Openai on Wednesday brought technology to APIs behind ChatGpt’s new, improved image generation capabilities, allowing developers to integrate it into their apps and services.
Launched for most CHATGPT users in late March, OpenAI’s new image generator went viral with its ability to create realistic Ghibli-style photos and “AI action figures.” It is a complicated blessing for Openai, and it has really strained the company’s capabilities, leading to millions of new sign-ups for ChatGpt. More than 130 million ChatGPT users created over 700 million images in the first week of the tool’s availability, according to the company.
Openai’s API features an AI model called “GPT-Image-1”. A natively multimodal model, GPT-Image-1 allows you to create images across a variety of styles, follow custom guidelines, leverage world knowledge, and render text.
Developers can use GPT-Image-1 to generate multiple images at once and control the production quality, thus controlling the speed.
According to Openai, GPT-Image-1 uses the same safety guardrail as ChatGPT’s image generation. This includes safeguards that restrict the generation of content that the model violates company policies. Developers can control the relaxation sensitivity. This can be set to “auto” for standard filtering or to “low” for less restrictive filtering. Low filtering results in fewer age-appropriate categories of potential content for each OpenAI document provided to TechCrunch.

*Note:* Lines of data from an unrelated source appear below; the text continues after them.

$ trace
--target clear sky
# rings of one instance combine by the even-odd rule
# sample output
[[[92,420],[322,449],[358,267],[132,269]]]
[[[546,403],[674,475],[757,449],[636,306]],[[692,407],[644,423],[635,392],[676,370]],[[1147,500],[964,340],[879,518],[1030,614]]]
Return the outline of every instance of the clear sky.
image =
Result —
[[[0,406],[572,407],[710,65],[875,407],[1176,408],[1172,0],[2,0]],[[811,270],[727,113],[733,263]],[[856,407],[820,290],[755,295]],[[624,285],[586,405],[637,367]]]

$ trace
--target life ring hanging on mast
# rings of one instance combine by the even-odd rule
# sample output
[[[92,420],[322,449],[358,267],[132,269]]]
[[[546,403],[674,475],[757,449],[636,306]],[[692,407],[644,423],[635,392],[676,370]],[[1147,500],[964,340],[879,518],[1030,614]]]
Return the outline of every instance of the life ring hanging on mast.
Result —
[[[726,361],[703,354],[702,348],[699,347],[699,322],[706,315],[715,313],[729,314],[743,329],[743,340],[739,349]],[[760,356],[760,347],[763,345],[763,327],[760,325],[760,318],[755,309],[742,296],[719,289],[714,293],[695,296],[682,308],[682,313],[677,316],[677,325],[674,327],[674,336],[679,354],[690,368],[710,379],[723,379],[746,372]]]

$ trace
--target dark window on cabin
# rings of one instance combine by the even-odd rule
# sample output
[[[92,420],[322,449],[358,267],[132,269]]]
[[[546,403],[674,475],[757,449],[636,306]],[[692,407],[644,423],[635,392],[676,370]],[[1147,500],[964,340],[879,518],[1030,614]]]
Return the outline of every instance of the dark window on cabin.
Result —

According to Openai, all images created with GPT-Image-1 are watered out with C2PA metadata, so that they can be identified as AI generated by supported platforms and apps.
The price is $5 per text input token, $10 per image input token, and $40 per image output token. (The token is the fabric of the data the model processes.) According to OpenAI, it converts to about 2 cents, 7 cents, and 19 cents per generated image, respectively, for low, medium and high quality square images.
According to Openai, companies like Adobe, Airtable, Wix, Instacart, GoDaddy, Canva and Figma have already used or experimented with GPT-Image-1. For example, Figma’s Figma design platform allows users to generate and edit images via GPT-Image-1, and Instacart tests models of recipes and shopping list images.